By RICHARD PAMATATAU
New Plymouth domain name company www.freeparking.co.nz has pulled the plug on a hosted website designed to fleece ANZ customers of credit card information.
The scam was discovered when recipients of an email asking them for credit card details on Thursday alerted freeparking.
The email followed the lines of the one that caught out more than 100 Westpac customers in November.
A spam email was randomly sent asking Westpac New Zealand customers to confirm their email address by following a link to a fake website that resembled the bank's site.
Having followed the link, customers were then asked to reveal their login name and password.
Those details would allow a fraudster to access a customer's accounts online and transfer funds.
Craig St George, freeparking technical manager said the company immediately began to disable the name which sent customers to a bogus website.
The email subject "ANZ information update" stated the bank had "encountered a billing error when attempting to renew your ANZ New Zealand online banking services.

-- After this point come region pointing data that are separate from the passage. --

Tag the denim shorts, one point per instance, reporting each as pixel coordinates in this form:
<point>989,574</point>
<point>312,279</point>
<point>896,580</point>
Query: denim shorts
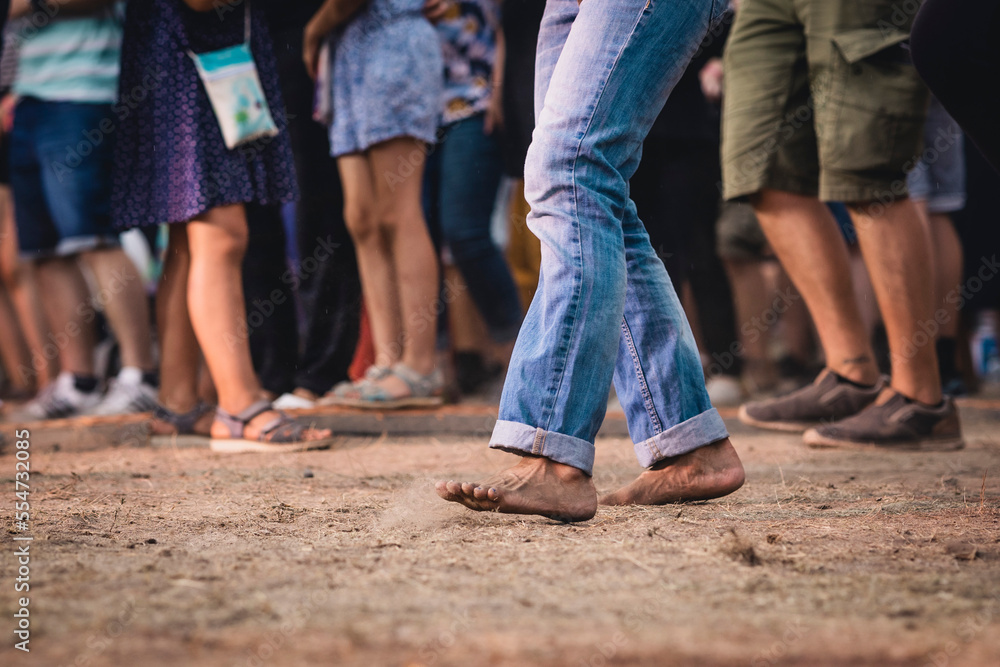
<point>939,177</point>
<point>60,175</point>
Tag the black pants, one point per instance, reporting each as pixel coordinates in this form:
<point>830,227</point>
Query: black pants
<point>956,49</point>
<point>329,288</point>
<point>270,300</point>
<point>675,192</point>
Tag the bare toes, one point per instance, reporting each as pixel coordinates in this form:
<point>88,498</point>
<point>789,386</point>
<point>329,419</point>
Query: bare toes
<point>442,490</point>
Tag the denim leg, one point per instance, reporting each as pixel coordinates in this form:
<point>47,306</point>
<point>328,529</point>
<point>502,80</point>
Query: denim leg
<point>658,375</point>
<point>471,167</point>
<point>617,63</point>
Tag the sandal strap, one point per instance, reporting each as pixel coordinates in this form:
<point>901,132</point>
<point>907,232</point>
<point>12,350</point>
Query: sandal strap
<point>236,423</point>
<point>282,429</point>
<point>184,422</point>
<point>419,385</point>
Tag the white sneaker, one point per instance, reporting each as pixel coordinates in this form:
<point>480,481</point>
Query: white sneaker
<point>725,391</point>
<point>59,399</point>
<point>127,394</point>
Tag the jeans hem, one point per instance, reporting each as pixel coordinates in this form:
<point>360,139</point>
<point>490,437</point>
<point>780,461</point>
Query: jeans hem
<point>518,438</point>
<point>696,432</point>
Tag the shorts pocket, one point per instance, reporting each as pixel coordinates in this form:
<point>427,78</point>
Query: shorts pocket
<point>878,103</point>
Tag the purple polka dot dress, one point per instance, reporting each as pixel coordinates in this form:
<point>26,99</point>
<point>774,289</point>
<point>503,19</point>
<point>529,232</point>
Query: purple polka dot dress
<point>171,163</point>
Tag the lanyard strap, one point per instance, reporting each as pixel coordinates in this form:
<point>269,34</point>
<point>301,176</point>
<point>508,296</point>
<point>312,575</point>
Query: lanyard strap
<point>246,28</point>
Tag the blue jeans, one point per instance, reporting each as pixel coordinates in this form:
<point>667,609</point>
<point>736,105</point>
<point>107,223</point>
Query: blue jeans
<point>60,175</point>
<point>464,175</point>
<point>605,308</point>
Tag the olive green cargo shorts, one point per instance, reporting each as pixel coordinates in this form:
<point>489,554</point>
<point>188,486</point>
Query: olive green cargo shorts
<point>822,99</point>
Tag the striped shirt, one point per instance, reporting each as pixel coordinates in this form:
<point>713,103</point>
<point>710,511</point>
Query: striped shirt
<point>70,60</point>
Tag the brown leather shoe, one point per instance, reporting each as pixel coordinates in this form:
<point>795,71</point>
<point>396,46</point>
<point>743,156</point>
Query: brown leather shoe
<point>827,399</point>
<point>894,422</point>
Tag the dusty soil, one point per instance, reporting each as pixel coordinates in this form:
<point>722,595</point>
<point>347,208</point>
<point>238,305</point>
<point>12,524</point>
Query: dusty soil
<point>184,557</point>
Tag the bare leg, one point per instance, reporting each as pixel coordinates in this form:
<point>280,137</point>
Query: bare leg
<point>796,324</point>
<point>19,278</point>
<point>66,302</point>
<point>804,236</point>
<point>378,282</point>
<point>217,241</point>
<point>896,248</point>
<point>125,305</point>
<point>13,350</point>
<point>948,261</point>
<point>179,352</point>
<point>409,244</point>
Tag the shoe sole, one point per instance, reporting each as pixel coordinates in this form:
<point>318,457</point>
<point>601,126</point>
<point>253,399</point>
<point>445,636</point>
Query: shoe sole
<point>785,427</point>
<point>240,446</point>
<point>817,440</point>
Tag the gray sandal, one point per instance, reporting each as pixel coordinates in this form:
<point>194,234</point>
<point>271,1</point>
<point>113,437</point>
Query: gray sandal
<point>281,434</point>
<point>425,391</point>
<point>184,434</point>
<point>346,391</point>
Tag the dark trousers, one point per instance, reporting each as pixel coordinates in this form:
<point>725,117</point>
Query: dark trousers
<point>676,195</point>
<point>956,49</point>
<point>270,300</point>
<point>329,287</point>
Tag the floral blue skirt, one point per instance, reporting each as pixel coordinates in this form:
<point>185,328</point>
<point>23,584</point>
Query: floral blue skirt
<point>388,81</point>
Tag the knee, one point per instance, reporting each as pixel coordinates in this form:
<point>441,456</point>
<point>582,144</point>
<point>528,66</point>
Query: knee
<point>232,247</point>
<point>361,222</point>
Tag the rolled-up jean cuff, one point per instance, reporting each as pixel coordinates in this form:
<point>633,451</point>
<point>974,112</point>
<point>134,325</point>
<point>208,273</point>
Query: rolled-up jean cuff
<point>700,430</point>
<point>520,438</point>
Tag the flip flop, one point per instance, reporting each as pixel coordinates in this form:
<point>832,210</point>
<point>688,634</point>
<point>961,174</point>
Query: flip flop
<point>281,434</point>
<point>183,423</point>
<point>425,391</point>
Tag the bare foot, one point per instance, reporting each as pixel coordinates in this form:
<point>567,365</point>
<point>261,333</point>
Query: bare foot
<point>709,472</point>
<point>535,485</point>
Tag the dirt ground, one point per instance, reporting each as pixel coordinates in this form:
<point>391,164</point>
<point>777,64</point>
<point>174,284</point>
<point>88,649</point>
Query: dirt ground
<point>183,557</point>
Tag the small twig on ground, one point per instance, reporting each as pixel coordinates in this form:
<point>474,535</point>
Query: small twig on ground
<point>982,492</point>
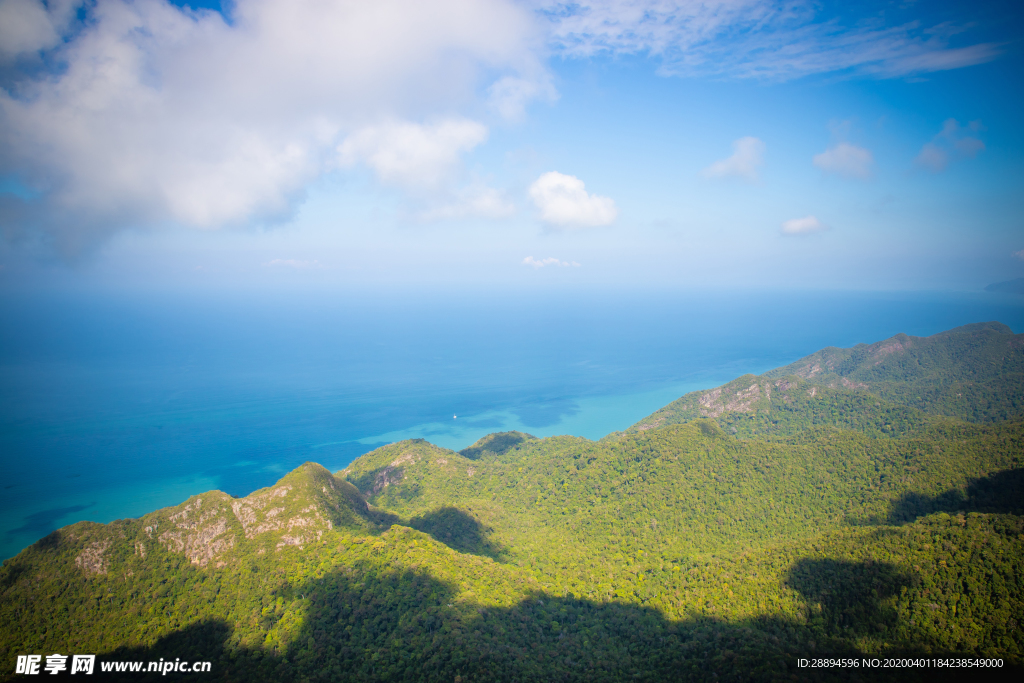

"This type of error usually indicates that either the credit card you have on file has expired or that the billing address we have is not current."
The email continued with "information" from the bank's database which included a physical address, customer registration number and password, credit card number as well as expiry date.
Customers were asked to check the information and then update credit card information by clicking online at the address www.anz-billing.co.nz.
St George said this kind of scam would increase and there was little that could be done to prevent them.
He said the name was reserved on November 17 and paid for by a credit card.
Richard Shearer, general manager of freeparking parent company www.Webfarm.co.nz said it was impossible to check every name registered with them.
"There are over 30,000."
Cathy Wood, ANZ spokeswoman, said the bank was aware of the problem and put an alert on its site immediately.
She said a bank would never contact customers by email and ask for credit card details.
Barry Foster supervising analyst NZ Police electronic crime laboratory said it would be investigated if someone made a complaint.
This is on the increase and people need to be very wary of email like this, he said.